By Toyin Akinosho
Equatorial Guinea’s first nine months of 2014 have been that of declining production, to go by the latest activity map published by the country’s Ministry of Mines, Industry and Energy. Condensate output in the Punta Europa gas plant fell to 37,000BPD in the third quarter of 2014, from 42,000BPD average in 2013; Average production in Alen by the fourth quarter of 2014 was 1,000BCPD short of 2013 average of 26,000BCPD; the Okume oil complex in the Rio Muni Basin delivered 42,000BOPD on average so far in 2014, down from 44,000BOPD average for all of 2013; and the Aseng field output fell to 41,000BOPD on average so far in 2014, compared with 43,000BOPD in 2013. In effect, the country’s hydrocarbon output continues its decline path from 2013 (see chart).
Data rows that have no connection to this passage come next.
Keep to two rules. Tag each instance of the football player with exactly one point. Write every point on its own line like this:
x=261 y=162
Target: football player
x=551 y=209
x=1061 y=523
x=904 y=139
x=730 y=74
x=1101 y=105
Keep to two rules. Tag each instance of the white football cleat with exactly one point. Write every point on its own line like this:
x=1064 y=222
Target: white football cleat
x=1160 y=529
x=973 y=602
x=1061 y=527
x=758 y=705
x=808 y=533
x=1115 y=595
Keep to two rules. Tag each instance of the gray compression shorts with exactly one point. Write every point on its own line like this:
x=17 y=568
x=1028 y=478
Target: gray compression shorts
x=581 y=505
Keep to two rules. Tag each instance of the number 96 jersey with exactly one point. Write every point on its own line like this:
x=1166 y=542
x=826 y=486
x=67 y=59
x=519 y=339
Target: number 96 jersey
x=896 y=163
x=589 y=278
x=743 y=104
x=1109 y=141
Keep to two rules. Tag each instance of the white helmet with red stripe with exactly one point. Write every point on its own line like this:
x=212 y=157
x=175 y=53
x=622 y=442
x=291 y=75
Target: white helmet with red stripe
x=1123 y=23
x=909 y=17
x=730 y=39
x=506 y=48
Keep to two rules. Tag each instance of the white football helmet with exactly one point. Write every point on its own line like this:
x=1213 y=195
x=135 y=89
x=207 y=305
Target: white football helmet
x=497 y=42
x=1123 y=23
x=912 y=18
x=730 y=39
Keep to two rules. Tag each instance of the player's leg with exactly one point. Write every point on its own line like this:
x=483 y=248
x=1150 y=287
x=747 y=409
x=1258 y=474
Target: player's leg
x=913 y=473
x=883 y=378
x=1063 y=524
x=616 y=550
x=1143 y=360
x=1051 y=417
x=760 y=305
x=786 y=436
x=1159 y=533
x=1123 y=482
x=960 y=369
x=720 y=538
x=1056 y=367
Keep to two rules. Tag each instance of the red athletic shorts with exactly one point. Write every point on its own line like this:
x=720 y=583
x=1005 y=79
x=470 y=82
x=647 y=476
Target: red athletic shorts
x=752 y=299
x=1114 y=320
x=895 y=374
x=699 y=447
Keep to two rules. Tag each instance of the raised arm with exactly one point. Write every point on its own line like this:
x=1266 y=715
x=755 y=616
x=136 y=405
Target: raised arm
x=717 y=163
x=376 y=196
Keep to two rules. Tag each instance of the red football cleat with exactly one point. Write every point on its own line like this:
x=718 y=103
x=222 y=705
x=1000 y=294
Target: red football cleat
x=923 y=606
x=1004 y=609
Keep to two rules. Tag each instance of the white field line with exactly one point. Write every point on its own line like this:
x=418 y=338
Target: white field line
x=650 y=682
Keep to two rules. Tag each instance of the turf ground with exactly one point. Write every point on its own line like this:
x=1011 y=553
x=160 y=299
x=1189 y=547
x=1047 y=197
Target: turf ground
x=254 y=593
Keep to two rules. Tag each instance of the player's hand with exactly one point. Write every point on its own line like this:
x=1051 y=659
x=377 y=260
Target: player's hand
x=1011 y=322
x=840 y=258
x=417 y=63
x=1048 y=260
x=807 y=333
But Equatorial Guinea is still not a push over in the West African upstream market. The Noble Energy operated Carla field targets first production in early 2016. In Diega field, where five well bores have encountered oil and gas, an aggressive appraisal drilling is on schedule. London listed Ophir claims it has encountered 3.4Tcf in Block R and has proposed a 3MMTPA Floating LNG, which it hopes will get investment sanction in the first quarter of 2016.